There is a woman at the bar. She's drinking some sort of coffee beverage, and grading papers.
"A little, yes. We've hesitated to experiment more with 'what effects do drugs have on turning people' for the obvious reasons."
"Yes, that would be a problem, wouldn't it. Well, I suppose my powers are no less arbitrary, really, and it's not terribly important to know why an unlikely-to-be-relevant combination of chemicals would produce a particular effect."
"Yeah. On an already turned vampire drugs in general are pretty much shrugged off like they're water, and they're hard to introduce to the system in the first place."

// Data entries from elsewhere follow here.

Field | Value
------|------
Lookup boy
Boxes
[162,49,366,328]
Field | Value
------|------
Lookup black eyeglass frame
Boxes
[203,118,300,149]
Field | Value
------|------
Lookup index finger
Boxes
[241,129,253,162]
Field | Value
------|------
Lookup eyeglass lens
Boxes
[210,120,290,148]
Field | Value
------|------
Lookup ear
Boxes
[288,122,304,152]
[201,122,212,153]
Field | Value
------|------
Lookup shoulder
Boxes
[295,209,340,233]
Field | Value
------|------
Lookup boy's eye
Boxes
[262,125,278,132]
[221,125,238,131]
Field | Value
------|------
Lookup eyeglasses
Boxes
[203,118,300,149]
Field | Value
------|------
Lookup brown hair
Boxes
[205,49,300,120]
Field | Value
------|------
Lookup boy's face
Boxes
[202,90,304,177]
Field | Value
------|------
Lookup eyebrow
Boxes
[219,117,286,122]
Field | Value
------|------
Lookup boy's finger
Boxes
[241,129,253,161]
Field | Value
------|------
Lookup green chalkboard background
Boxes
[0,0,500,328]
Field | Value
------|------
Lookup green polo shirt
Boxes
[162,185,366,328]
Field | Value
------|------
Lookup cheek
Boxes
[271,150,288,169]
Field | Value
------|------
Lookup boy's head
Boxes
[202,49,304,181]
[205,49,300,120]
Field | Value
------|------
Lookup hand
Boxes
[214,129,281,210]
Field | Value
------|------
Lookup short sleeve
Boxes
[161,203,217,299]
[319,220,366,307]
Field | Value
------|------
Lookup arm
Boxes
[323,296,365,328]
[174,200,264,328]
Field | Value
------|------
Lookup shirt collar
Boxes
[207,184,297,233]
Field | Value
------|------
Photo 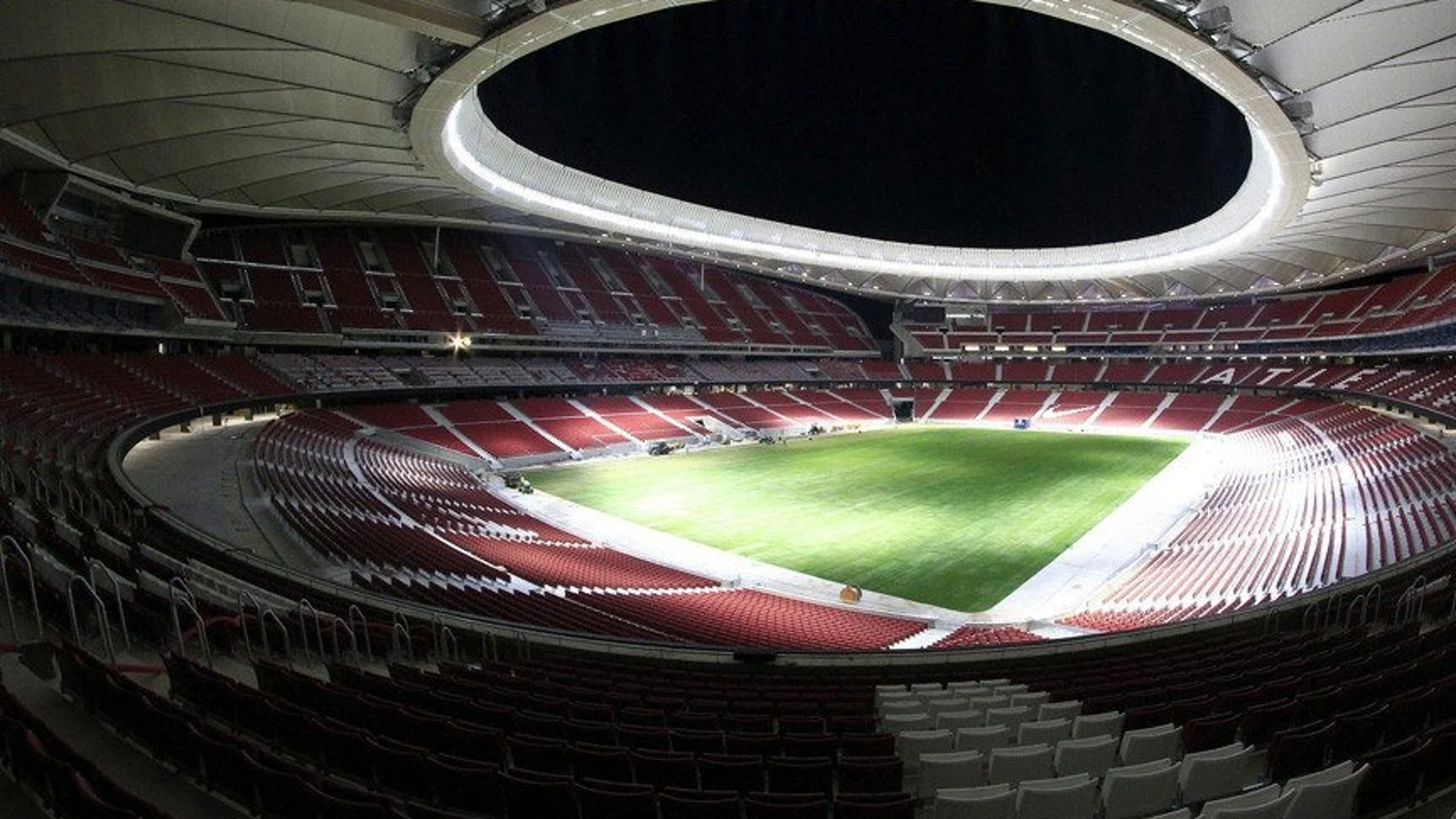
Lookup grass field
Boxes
[530,426,1187,611]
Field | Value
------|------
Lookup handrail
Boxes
[389,621,415,662]
[1406,572,1428,623]
[299,598,323,660]
[257,608,293,668]
[343,602,374,662]
[238,589,268,659]
[66,573,116,665]
[329,614,359,663]
[31,467,52,506]
[168,578,212,668]
[0,536,45,643]
[1346,595,1370,631]
[86,557,131,652]
[437,625,460,662]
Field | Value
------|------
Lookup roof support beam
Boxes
[294,0,485,45]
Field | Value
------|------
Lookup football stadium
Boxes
[0,0,1456,819]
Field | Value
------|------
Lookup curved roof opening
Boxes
[477,0,1251,249]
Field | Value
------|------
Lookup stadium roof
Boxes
[0,0,1456,300]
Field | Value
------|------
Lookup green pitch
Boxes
[530,426,1187,611]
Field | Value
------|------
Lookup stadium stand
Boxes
[8,209,1456,819]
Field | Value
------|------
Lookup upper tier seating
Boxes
[197,227,874,352]
[906,267,1456,352]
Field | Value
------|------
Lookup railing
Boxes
[86,557,131,652]
[168,578,212,668]
[66,575,116,665]
[343,604,374,662]
[0,536,45,643]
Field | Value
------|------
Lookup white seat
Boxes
[967,694,1011,711]
[955,725,1012,754]
[1053,736,1117,778]
[1118,723,1182,765]
[875,685,920,706]
[1011,691,1051,714]
[1284,759,1356,790]
[896,729,955,771]
[878,697,929,714]
[1071,711,1123,739]
[1016,719,1071,745]
[935,711,985,730]
[1199,785,1294,819]
[1178,742,1254,804]
[1199,784,1280,819]
[1037,699,1082,720]
[935,784,1016,819]
[1102,759,1178,819]
[1016,774,1097,819]
[880,711,935,735]
[916,751,987,798]
[925,697,971,717]
[985,706,1031,733]
[985,745,1056,785]
[1283,765,1370,819]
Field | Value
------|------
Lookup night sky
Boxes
[479,0,1249,247]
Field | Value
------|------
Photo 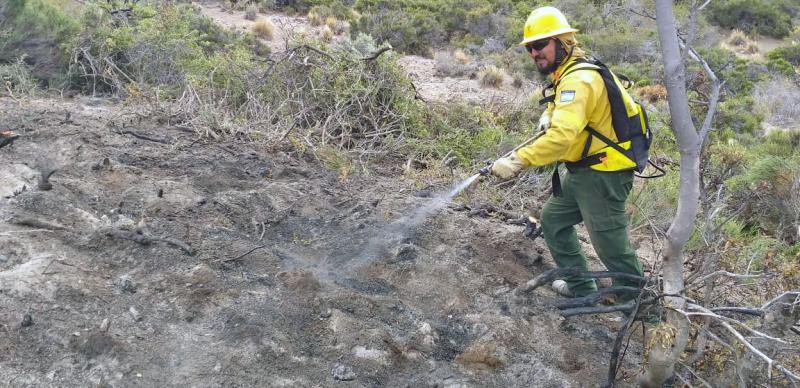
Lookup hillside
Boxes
[0,0,800,388]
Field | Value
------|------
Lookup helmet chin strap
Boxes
[541,38,575,75]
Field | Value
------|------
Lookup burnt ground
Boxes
[0,98,640,387]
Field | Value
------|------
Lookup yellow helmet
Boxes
[519,7,578,46]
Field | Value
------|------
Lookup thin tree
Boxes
[639,0,721,387]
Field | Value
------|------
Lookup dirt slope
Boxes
[0,99,640,387]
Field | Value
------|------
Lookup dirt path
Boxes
[0,99,644,387]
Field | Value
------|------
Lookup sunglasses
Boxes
[525,38,550,54]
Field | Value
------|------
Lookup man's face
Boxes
[525,38,556,75]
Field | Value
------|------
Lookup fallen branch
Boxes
[606,298,644,388]
[117,130,172,145]
[697,270,764,283]
[361,46,392,61]
[103,229,195,256]
[709,307,766,317]
[222,245,266,263]
[553,286,642,310]
[8,216,67,230]
[674,304,800,385]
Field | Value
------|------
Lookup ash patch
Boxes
[334,278,395,295]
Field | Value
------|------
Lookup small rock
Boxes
[100,318,111,333]
[394,244,419,261]
[128,306,142,322]
[19,314,33,327]
[414,190,433,198]
[333,364,356,381]
[117,275,136,294]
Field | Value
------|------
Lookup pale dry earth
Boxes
[0,98,640,387]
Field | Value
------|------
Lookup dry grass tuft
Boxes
[244,4,258,20]
[743,42,761,55]
[478,65,506,88]
[320,26,334,42]
[453,50,470,65]
[325,16,336,30]
[728,30,750,47]
[511,74,522,89]
[433,52,473,77]
[252,19,275,40]
[636,84,667,104]
[308,11,322,27]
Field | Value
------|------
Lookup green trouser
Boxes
[541,167,642,299]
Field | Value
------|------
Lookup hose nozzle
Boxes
[478,160,494,176]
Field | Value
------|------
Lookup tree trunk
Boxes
[639,0,702,387]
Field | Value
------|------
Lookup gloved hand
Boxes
[492,152,525,179]
[0,131,19,148]
[522,217,542,240]
[536,109,552,132]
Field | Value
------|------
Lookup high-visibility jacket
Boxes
[517,58,649,171]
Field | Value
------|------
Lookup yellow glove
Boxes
[492,153,526,179]
[536,109,552,132]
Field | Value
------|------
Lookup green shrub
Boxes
[478,65,508,88]
[767,42,800,66]
[753,77,800,129]
[714,96,763,133]
[69,5,248,93]
[725,154,800,239]
[0,58,38,97]
[587,28,658,66]
[0,0,80,81]
[708,0,792,38]
[411,104,533,167]
[767,58,795,77]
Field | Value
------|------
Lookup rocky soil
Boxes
[0,4,660,387]
[0,94,640,387]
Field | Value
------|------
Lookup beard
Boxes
[536,57,558,76]
[536,61,558,75]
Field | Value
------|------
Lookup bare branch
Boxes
[361,46,392,61]
[709,307,765,317]
[697,270,764,282]
[678,361,712,388]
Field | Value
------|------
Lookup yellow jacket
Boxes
[516,58,637,166]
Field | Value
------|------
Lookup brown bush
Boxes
[252,19,275,40]
[308,11,322,27]
[636,84,667,104]
[320,26,334,42]
[244,4,258,20]
[453,50,469,65]
[325,16,336,31]
[478,65,506,88]
[433,52,473,77]
[728,30,750,47]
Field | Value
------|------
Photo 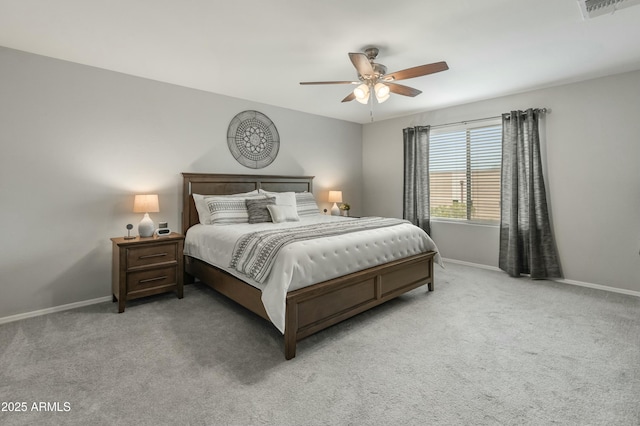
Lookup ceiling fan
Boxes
[300,47,449,104]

"Pale. If you're already pale for a human when you turn you wind up almost pure white; people who were darker stop getting paler only just short of that. Eye color changes, depending on recency of turning and diet. Thirsty. Volatile for the first while, although that shortens and attenuates considerably when people know what they're getting into ahead of time. Very strong, tough, fast, precise. Perfect recall. Turning symmetrizes and smooths out, so many people like their looks better afterwards. Vampires don't sleep. It often improves or sometimes even adds de novo witchcraft. Vampires can completely heal from any injury without scarring as long as the injury wasn't inflicted by another vampire's teeth, all the pieces can be found, and they're brought into contact with their missing parts soon enough that they haven't completely dried out. They smell bad to werewolves, and vice-versa. Female vampires can't bear children. And they're about room-temperature, a little colder."
"'Newborn' vampires have bright red eyes. A diet of animal blood or golden bubbly will turn them gold eventually; a traditional diet of human blood makes them dark red. A particularly thirsty vampire of any persuasion has black eyes."
"At risk of being tactless, your kind of vampire has a great number of features that don't entirely make sense."
"Mutants are kind of arbitrary too, but it's a more...random sort of arbitraryness."